Too many people are trying to learn about seasoning but they miss the main meal! Spend time learning what language can tell you about truth and deception. Learn how to communicate effectively and build rapport with people. Learn how to question people properly and enhance their memory rather than distort it. Learn how memory works. Learn what truth looks like. Learn, or unlearn, what behavioral indicators may indicate deception. Learn how your mind hears what it wants and misses what it needs…and learn how to overcome that dilemma. Learn the difference between a strong and weak denial. Learn what commitment in language looks like and understand how and why people may veer from it. Learn the power of “I” and how important “we” may be in crimes. Learn to listen…really listen to people. Learn to find the holes in a person’s story and how to effectively evaluate the significance of them. Learn how people try to conceal their lies through language without realizing that the language they use highlights their lies. Learn that “didn’t” and “wouldn’t” are not the same, which is true of “never” and “no” as well.

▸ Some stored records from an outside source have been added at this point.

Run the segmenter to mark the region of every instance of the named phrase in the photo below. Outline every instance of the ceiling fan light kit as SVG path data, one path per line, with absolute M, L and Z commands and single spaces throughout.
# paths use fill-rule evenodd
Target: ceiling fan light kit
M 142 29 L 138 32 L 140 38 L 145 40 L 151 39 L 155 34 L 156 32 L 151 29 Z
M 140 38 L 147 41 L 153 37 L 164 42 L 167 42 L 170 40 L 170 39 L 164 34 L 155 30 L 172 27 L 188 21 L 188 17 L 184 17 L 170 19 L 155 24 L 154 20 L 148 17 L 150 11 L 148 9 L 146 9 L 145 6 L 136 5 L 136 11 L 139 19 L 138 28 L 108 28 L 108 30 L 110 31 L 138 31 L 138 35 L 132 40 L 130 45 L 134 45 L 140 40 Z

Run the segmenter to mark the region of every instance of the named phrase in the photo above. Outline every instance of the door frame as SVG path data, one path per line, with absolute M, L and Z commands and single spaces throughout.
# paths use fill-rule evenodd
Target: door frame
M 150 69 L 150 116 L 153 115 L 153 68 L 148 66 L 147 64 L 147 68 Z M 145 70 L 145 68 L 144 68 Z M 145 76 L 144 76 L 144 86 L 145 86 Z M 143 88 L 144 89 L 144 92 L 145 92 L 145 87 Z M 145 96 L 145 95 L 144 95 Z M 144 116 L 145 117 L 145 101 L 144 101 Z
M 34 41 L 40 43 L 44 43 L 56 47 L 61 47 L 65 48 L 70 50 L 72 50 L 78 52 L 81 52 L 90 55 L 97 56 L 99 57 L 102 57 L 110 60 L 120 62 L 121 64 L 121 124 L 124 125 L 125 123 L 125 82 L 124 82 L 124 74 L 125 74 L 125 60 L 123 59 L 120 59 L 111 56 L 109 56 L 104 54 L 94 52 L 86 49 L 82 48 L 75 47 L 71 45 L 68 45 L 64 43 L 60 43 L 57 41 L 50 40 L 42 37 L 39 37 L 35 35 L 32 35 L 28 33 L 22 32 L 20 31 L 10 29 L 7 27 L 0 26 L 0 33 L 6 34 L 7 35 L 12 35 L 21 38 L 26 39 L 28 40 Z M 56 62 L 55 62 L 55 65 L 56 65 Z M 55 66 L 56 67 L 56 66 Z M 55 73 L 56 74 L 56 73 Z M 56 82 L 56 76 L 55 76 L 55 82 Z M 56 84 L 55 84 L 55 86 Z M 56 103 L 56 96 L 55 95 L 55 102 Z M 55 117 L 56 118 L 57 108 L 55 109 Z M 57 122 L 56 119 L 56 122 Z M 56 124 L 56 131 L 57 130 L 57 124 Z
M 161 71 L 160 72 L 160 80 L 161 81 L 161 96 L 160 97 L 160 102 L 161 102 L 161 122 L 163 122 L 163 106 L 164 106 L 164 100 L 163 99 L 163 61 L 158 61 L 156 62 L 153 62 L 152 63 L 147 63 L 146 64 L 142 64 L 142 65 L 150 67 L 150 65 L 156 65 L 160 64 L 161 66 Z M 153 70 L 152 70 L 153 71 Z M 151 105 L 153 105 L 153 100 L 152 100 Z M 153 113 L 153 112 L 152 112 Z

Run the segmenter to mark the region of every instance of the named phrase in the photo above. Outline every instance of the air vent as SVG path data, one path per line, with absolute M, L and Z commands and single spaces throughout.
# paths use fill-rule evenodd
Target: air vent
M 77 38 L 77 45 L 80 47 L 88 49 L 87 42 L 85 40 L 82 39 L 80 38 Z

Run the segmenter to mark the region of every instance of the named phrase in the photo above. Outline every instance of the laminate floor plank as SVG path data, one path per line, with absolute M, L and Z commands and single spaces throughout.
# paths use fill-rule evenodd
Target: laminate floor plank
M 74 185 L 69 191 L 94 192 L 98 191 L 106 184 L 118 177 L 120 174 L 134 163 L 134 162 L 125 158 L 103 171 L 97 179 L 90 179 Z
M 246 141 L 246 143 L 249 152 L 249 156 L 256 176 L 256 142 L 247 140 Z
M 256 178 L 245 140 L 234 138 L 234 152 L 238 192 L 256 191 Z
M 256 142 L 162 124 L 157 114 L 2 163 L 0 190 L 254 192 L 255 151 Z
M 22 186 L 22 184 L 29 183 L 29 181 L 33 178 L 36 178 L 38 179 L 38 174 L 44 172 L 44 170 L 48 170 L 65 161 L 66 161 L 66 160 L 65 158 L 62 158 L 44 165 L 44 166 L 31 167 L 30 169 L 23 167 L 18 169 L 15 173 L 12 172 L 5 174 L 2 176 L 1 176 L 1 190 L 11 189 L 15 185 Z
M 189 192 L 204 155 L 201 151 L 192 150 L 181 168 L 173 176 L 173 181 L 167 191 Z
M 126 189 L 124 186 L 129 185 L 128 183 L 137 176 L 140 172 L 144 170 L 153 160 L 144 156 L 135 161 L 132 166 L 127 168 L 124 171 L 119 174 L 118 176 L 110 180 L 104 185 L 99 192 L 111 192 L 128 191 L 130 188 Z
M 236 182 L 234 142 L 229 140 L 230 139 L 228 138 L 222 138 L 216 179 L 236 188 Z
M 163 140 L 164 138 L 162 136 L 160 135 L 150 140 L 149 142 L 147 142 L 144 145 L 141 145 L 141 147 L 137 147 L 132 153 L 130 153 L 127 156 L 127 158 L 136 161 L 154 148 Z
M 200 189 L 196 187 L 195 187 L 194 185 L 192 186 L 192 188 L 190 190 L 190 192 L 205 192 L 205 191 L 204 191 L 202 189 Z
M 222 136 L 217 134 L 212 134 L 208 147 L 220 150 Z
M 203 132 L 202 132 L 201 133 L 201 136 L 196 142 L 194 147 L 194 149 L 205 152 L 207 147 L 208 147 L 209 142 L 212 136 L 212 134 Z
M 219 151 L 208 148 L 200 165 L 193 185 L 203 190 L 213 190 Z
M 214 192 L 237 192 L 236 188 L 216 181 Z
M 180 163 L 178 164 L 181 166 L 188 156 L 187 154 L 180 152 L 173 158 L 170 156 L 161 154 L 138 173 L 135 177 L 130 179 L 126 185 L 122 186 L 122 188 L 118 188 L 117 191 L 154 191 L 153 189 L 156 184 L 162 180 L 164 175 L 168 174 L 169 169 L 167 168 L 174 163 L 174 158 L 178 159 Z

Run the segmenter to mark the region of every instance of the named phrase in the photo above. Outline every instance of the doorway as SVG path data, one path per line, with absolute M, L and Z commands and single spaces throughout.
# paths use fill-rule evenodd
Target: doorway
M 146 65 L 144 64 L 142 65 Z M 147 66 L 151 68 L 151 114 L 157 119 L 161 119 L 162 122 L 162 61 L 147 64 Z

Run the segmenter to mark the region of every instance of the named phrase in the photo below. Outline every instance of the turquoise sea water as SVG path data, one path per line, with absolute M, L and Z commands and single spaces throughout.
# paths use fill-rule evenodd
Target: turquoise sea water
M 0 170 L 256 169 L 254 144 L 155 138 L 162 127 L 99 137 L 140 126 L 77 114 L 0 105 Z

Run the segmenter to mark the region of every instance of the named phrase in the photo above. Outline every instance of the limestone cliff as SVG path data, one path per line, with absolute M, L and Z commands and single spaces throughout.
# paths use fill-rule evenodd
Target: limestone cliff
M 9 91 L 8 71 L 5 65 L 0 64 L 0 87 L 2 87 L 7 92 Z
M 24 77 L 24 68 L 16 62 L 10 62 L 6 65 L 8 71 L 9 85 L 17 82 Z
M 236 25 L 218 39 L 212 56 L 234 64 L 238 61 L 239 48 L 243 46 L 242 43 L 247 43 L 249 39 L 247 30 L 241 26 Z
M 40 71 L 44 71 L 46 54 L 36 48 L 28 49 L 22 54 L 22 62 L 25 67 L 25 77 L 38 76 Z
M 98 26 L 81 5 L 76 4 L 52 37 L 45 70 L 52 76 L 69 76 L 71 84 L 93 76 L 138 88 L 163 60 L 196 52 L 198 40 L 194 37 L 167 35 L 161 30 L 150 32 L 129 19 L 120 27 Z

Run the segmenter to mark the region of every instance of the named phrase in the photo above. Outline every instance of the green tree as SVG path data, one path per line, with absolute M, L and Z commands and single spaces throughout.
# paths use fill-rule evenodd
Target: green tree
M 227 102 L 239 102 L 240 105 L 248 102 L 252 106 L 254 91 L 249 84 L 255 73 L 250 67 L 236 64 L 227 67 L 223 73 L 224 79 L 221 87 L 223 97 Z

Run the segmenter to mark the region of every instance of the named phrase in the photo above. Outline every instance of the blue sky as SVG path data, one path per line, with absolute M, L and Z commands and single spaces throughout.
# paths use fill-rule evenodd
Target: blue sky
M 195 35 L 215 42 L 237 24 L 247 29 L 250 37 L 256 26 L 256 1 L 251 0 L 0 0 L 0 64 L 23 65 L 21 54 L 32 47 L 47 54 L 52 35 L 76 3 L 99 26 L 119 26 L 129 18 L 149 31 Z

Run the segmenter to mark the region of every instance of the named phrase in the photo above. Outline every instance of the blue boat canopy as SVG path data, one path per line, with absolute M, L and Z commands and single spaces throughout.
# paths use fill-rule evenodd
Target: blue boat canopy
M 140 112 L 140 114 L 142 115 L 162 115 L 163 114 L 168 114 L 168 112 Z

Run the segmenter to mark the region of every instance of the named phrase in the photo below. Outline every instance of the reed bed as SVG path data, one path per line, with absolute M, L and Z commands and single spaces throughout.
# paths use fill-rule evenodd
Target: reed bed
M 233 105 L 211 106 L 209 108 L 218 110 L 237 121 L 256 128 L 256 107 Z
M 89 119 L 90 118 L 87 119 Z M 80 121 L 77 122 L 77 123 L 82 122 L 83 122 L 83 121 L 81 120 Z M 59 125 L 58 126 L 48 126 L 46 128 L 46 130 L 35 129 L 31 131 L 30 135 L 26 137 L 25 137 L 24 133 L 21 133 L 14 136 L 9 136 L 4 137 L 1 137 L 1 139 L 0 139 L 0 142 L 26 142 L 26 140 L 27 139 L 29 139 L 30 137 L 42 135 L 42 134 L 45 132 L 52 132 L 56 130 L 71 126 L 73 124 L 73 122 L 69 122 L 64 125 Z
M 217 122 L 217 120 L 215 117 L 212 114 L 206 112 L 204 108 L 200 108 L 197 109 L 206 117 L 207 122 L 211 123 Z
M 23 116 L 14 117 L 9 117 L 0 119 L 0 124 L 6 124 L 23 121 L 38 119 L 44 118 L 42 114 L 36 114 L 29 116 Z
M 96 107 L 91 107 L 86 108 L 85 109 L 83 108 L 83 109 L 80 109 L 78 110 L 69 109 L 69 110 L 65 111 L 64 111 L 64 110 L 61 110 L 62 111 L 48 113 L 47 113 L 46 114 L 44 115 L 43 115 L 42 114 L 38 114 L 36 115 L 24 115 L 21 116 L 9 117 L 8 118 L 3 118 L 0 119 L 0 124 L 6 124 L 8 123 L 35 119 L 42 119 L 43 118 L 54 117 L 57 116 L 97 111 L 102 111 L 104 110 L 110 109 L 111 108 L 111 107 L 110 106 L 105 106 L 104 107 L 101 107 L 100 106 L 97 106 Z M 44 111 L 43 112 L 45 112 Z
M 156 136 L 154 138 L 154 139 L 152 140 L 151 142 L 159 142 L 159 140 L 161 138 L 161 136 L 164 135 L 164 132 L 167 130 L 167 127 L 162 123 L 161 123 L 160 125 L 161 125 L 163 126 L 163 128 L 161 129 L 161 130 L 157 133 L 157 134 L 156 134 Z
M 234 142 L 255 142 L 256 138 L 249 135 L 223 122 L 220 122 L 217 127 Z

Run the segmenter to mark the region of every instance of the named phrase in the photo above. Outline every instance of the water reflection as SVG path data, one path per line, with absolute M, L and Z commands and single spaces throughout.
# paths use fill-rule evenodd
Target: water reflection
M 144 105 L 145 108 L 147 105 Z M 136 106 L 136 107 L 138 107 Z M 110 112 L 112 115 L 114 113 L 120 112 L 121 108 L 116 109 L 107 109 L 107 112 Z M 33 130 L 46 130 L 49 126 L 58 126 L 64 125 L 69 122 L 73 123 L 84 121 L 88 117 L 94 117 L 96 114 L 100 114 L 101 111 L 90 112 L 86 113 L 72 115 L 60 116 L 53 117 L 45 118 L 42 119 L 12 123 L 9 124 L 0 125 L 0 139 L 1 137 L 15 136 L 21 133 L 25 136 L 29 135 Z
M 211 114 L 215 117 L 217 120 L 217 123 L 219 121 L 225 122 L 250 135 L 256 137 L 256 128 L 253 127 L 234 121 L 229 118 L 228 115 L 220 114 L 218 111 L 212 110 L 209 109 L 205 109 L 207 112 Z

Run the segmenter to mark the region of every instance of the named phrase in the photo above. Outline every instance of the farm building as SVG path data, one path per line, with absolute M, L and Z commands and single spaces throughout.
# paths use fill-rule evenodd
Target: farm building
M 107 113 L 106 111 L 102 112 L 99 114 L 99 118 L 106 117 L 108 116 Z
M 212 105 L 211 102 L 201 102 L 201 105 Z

And lastly, not only do you have to learn how to identify deception effectively, you also have to know how to get them to the truth. This is just a fraction of information about the steak (words/language) that you need to learn to be a highly proficient interviewer or interrogator. Once you have that as a solid skill-set, then you should start learning about the seasoning (body language, microexpressions, totality, etc), but not before. If you worry about or pay too much attention to the seasoning but you don’t know enough about the steak, you may end up going hungry!